В общем он был непреклонен. Под конец я попросил у него отпущения грехов, но он согласился дать его лишь при том условии, что я женюсь; я пообещал и ушел мрачнее тучи. Не люблю, когда меня к чему-либо принуждают, и теперь, когда со всех сторон мне стали внушать, что я должен жениться, я готов был взбунтоваться и сказать "нет". Выйдя из церкви, я уселся под деревьями и принялся размышлять. И вот, думая то об одном, то о другом, я сказал себе, что ведь и вправду люблю Миреллу, что мы не раз говорили с ней о женитьбе, что она меня тоже любит, что мы хорошо понимаем друг друга и ладим между собой. Мало-помалу я забыл, что меня к этому принуждают, и попробовал взглянуть на все глазами Миреллы: и тогда я понял, что вовсе не прочь на ней жениться. Такая уж у меня натура: если я сам, по своей воле, что-нибудь решу, то обязательно выполню, если же нет, то никакой священник и никакие родители нипочем не заставят меня их послушаться. В конце концов я сказал себе: "А что тут плохого? Я бы к этому все равно пришел... годом раньше, годом позже". И тут у меня разом на душе полегчало, как будто я сам с себя цепи сорвал, как будто, легко согласившись на свадьбу, сбросил тяжелый груз, давивший мне плечи. Я поднялся с места и бодро зашагал по направлению к бензиновой колонке.
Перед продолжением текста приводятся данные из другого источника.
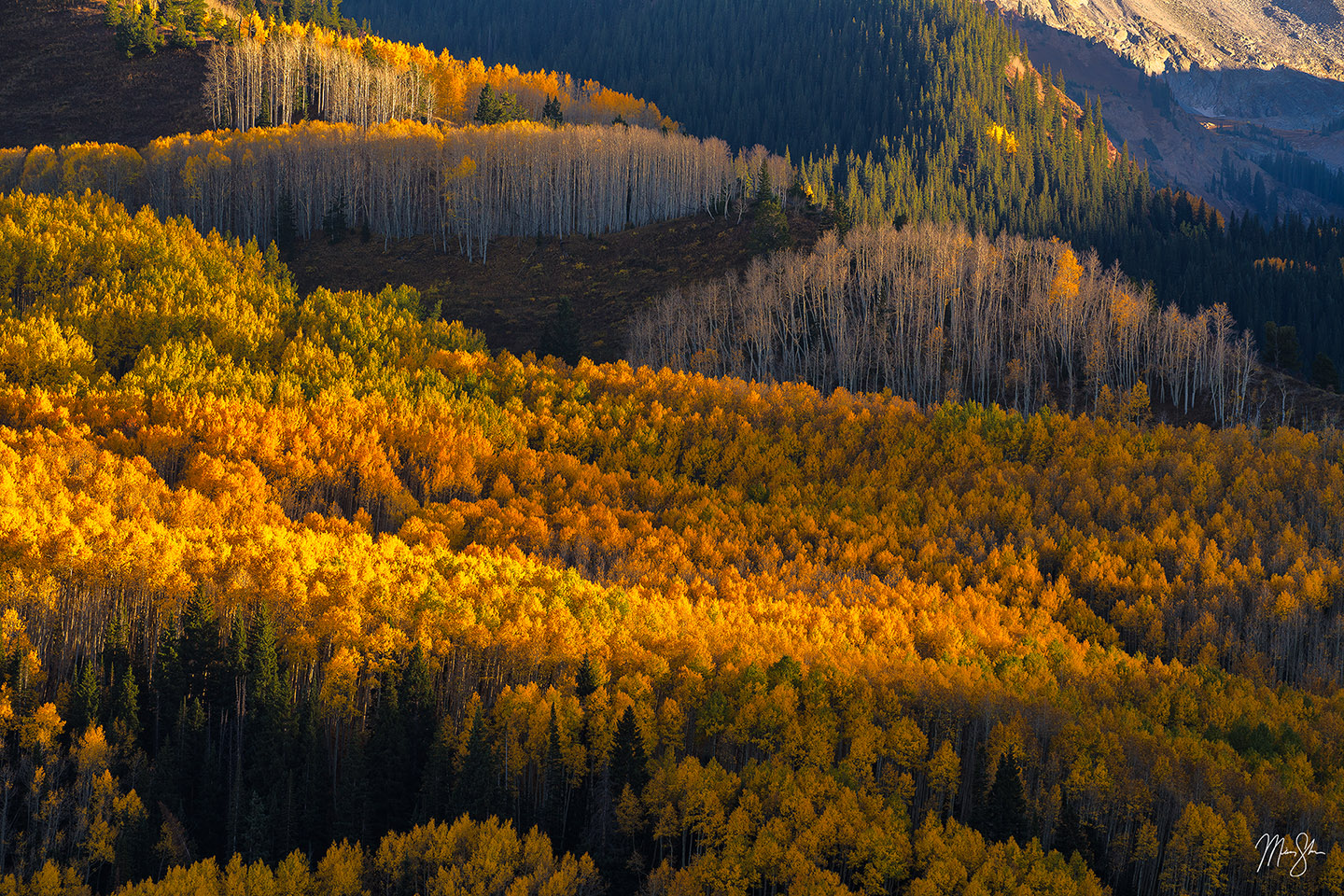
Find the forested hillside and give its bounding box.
[629,224,1255,425]
[0,121,789,260]
[0,192,1344,896]
[338,0,1344,395]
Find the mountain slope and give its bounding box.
[0,0,208,147]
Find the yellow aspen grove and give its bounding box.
[10,120,786,259]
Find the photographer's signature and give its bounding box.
[1255,833,1325,877]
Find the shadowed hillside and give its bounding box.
[0,0,208,147]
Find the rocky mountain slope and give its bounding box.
[990,0,1344,129]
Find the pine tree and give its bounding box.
[70,661,102,735]
[471,85,504,125]
[107,664,140,747]
[541,97,565,128]
[541,703,570,845]
[986,752,1027,842]
[1311,352,1340,392]
[611,707,650,795]
[453,708,501,820]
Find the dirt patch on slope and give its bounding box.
[0,0,210,147]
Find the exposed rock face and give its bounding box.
[987,0,1344,128]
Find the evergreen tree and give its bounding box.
[107,664,140,747]
[1311,352,1340,392]
[275,192,299,262]
[471,85,504,125]
[70,661,102,736]
[541,703,570,844]
[611,707,650,795]
[541,97,565,128]
[986,752,1027,842]
[453,708,500,820]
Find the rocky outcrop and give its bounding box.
[987,0,1344,129]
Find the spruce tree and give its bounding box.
[611,707,650,795]
[70,661,102,736]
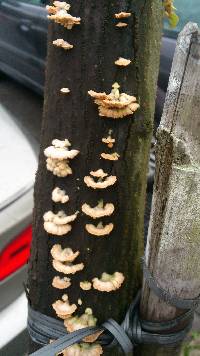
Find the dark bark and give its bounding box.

Мальоккетти сидел на соломенном стуле и, водрузив на нос очки, читал газету. Я слегка хлопнул его по плечу и сказал:
- Синьор Мальоккетти, вы хотели со мной поговорить... Но я тоже кое-что хочу вам сообщить и скажу, не откладывая: мы с Миреллой решили обвенчаться.
Он с удивлением поднял глаза и недоверчиво посмотрел на меня:
- Мирелла больна, я ничего не знаю, приходи к нам домой, там обо всем и потолкуем.
- Мирелла уже согласилась.
- Ну, там видно будет, что за спешка... И потом, из этого вовсе не следует, что ты не должен платить мне за бензин, который брал прошлое воскресенье якобы в кредит... И давай сразу договоримся, мой милый. Бензин стоит денег, и я здесь не для того сижу, чтобы его даром раздавать.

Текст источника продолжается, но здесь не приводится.